Since my boys were dx’d (diagnose, diagnosed, diagnosis) at 4 1/2 and 3 I’ve learned all there is about Star Wars, something I thought I knew about more than my oldest since it came out when I was a little girl but he has “studied” it closely since he was 2 as well as Lego’s, which I think my feet and knees know more about pain than playing or as my oldest would say “it’s not playing it’s constructing”. Then there is his, my oldest, most favorite activity drawing and he has been doing that since he could hold a crayon! At first it was just stick people, odd looking stick people and when he started school you would see all these scribbles and odd looking stick people on his papers, well not just in one little spot or location but ALL over along the edges of the papers though I have to say he did learn too and oddly enough his teachers didn’t mind all that much.

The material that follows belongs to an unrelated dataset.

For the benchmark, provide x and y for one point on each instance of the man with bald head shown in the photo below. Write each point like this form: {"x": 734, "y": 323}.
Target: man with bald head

Now my youngest, he was never really “hooked” on anything like his brother was but when he learned to read he learned to really enjoy his books. He really loves science and history, he really retains what he has learned in class and brings it home which he will continue to talk about for weeks if not months about it. When he was dx’d at 3 he just started talking but you couldn’t understand a word he was saying and now he talks nonstop, I love hearing him talk about his passions because there was a time I didn’t understand him and now its just wonderful. He is dx’d with Autism and Asperger’s because he showed sign’s for the “classic Autism” per the DSMIV (at the time, before DSMV came out) but didn’t fit in all the “boxes” for a full Autism dx.

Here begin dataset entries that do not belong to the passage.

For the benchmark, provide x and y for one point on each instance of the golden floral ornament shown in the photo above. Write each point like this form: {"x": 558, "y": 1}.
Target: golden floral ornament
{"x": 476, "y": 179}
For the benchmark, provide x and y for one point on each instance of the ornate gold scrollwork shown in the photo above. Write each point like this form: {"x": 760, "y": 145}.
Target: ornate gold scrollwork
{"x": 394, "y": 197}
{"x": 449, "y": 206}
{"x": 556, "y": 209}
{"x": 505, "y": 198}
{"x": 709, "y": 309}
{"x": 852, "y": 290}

As far as myself goes, yea I know shocker but if you read my profile and other posts you’d know I am an aspie too. Course I wasn’t dx’d until I was 42, only a year ago, but I’ve always known I was different from the rest of my peers, that something was different with me but I couldn’t understand why I was, I just knew I was. My passions, likes, loves and addictions are different, though I think that maybe all us aspies passions, likes, loves and addictions are different. As I’ve said to my kids and others before, “if we were the same we would be boring, but we are different and that makes us interesting”, whether others or well NT’s see it that way or maybe they think we are boring that’s their loss.

I love researching, usually anything really but more for my family history and other history throughout time. My husband says I have an addiction to stationary, ok so maybe I do, I love good pens and paper or notebooks and I’m constantly putting things in ABC order! I love the smell of old homes, for some reason it feels like I had been there once before long ago but I wasn’t.

I kinda feel as though maybe I got off topic in a few spots here and there but that’s just how my mind works, hard to concentrate on the same thing for me but I don’t know maybe it will help in some form for another mom who is seeking comfort in knowing shes not alone on her journey or help a teen think more that “so what” if they are different, different is good and boring is bad. On to more female aspie awareness.